Background In acute stroke due to large vessel occlusion, faster reperfusion leads to better outcomes. We analyzed the effect of optimization steps aimed to reduce treatment delays at our center.

Methods Consecutive patients with ischemic stroke treated with endovascular therapy were prospectively analyzed. We divided the patients into pre-optimization (20 April 2012 to 8 October 2013) and post-optimization (9 October 2013 to 29 July 2014) periods. The main interventions included: (1) continuous feedback; (2) standardized immediate emergency department attending to stroke attending communication with interventional team activation for all potential interventions; (3) pre-notification by the emergency medical service; (4) minimizing additional diagnostic testing; (5) direct transport to the CT scanner; (6) transport directly from the CT scanner to the angiography suite.

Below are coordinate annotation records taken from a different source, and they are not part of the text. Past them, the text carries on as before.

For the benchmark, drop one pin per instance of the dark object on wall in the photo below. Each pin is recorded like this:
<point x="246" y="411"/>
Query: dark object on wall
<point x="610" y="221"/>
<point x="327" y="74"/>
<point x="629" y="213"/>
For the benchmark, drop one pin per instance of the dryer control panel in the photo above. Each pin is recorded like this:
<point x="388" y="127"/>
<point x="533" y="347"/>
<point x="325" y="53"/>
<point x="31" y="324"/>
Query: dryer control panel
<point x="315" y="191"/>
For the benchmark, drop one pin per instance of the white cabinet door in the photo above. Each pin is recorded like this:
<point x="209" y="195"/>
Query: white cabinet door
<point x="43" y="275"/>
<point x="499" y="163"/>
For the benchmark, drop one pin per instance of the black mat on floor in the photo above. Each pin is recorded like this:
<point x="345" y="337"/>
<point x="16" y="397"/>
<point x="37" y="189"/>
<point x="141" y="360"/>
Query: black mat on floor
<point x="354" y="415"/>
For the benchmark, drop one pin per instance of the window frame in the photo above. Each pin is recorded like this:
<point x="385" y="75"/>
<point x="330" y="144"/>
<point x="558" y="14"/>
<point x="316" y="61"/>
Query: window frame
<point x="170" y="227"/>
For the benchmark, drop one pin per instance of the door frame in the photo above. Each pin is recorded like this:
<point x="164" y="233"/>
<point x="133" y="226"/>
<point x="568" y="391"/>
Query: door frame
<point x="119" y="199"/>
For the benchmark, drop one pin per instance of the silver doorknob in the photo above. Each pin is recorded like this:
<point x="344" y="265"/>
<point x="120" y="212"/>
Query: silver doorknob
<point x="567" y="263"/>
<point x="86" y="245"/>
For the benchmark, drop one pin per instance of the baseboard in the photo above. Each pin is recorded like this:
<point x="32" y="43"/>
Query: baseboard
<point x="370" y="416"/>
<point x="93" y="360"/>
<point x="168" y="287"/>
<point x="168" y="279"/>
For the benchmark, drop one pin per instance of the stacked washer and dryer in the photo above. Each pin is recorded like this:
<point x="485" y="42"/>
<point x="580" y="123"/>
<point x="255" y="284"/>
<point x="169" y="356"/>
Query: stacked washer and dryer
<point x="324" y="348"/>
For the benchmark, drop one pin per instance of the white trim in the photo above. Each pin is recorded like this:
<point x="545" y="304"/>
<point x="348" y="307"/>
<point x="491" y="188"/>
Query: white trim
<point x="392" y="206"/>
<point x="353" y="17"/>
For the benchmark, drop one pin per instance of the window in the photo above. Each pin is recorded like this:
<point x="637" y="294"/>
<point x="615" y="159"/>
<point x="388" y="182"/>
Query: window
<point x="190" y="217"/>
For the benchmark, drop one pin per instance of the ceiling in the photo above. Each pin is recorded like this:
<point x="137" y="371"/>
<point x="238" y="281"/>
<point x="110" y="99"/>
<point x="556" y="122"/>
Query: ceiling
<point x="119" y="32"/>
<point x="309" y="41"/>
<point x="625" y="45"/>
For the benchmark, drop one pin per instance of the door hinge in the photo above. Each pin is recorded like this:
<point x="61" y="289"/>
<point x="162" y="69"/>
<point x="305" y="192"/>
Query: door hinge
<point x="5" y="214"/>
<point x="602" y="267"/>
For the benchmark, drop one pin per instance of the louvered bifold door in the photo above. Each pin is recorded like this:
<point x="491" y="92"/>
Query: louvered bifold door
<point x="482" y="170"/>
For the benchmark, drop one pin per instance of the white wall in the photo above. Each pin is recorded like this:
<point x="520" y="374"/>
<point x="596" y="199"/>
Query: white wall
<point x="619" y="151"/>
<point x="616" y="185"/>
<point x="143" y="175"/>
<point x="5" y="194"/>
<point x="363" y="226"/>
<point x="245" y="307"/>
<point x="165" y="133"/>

The main metric used to measure improvement was door to groin puncture time (D2P).

Results We included a total of 286 patients (178 pre-optimization, 108 post-optimization). There were no significant differences between major baseline characteristics between the groups with the exception of higher median CT Alberta Stroke Program Early CT Score in the pre-optimization group (p=0.01). Median D2P improved from 105 min pre-optimization to 67 min post-optimization (p=0.0002). Rates of good clinical outcomes (modified Rankin Scale 0–2 at 3 months) were similar in both groups, with a trend toward a better outcome in the post-optimization group in a subgroup analysis of patients with anterior circulation occlusion who received intravenous tissue plasminogen activator.

Conclusions This pilot study demonstrates that D2P times can be significantly reduced with a standardized multidisciplinary approach. There was no significant difference in the rate of 3-month good outcome, which is most likely due to the small sample size and confounding baseline patient characteristics.